Die Fasanenhenne flog vor Schreck in meine Richtung, die restlichen Küken flohen in alle Himmelsrichtungen. Alles ging Blitzschnell, ich konnte nicht mehr auf den Auslöser drücken, weil ich selbst zu überrascht war.

Der Verlust bei den Fasanen durch streunende Katzen spielt wahrscheinlich keine große Rolle für deren Bestand. Der Fasan ist auch keine heimische Gattung auf den Friesischen Inseln.

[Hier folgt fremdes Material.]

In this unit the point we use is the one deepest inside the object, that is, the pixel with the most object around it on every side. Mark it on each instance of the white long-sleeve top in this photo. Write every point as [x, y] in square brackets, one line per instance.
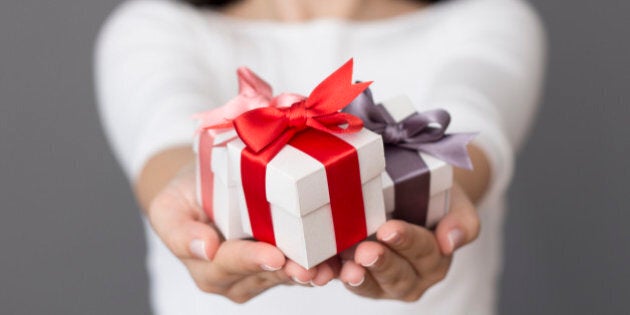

Sehr problematisch hingegen ist die Situation bei anderen seltenen heimischen Bodenbrütern, wie z.B der Uferschnepfe. Hier wurde durch das Aufstellen von Wildkameras bewiesen, dass ein Großteil der Gelege von Katzen geplündert wird. Ich habe damals mit einem Ranger des Nationalparks über die Beobachtung gesprochen, er bestätigte die schwierige und bedrohliche Situation durch die streunenden Hauskatzen. Sie haben schon eine verwilderte kleine Gruppe gebildet, die ähnlich scheu wie Wildkatzen leben. Es bestand damals schon ein Kastrationszwang für freilaufende Hauskatzen auf Langeoog. Wo der Mensch in die Natur eingreift, entstehen früher oder später immer Probleme.